Complicated Ovarian Cyst (Adnexal Torsion) Interventions:
• For most premenopausal patients with ovarian torsion, detorsion& ovarian conservation is recommended rather than salpingo-oophorectomy.
• Patients with an ovarian mass that is suspicious for malignancy require salpingooophorectomy.
• After detortion, if a benign mass is present, ovarian cystectomy is often performed.
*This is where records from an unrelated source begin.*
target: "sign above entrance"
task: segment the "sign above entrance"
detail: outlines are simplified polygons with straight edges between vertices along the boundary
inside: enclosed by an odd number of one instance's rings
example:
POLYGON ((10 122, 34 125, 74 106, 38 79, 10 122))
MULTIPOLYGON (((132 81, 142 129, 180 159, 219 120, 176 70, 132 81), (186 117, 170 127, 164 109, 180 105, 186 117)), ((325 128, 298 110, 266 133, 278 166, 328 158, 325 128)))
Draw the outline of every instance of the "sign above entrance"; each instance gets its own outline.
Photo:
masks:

• Ovaries that are hemorrhagic &/or edematous are most likely viable, so oophorectomy should be reserved for necrotic/gelatinous/dead-tissue.
• Salpingo-oophorectomy is also reasonable for postmenopausal women.
– Irreversible ischemic damage to the adnexa can occur & may lead to infection if a necrotic ovary is retained, so postoperative care should include observation for signs of peritonitis or sepsis.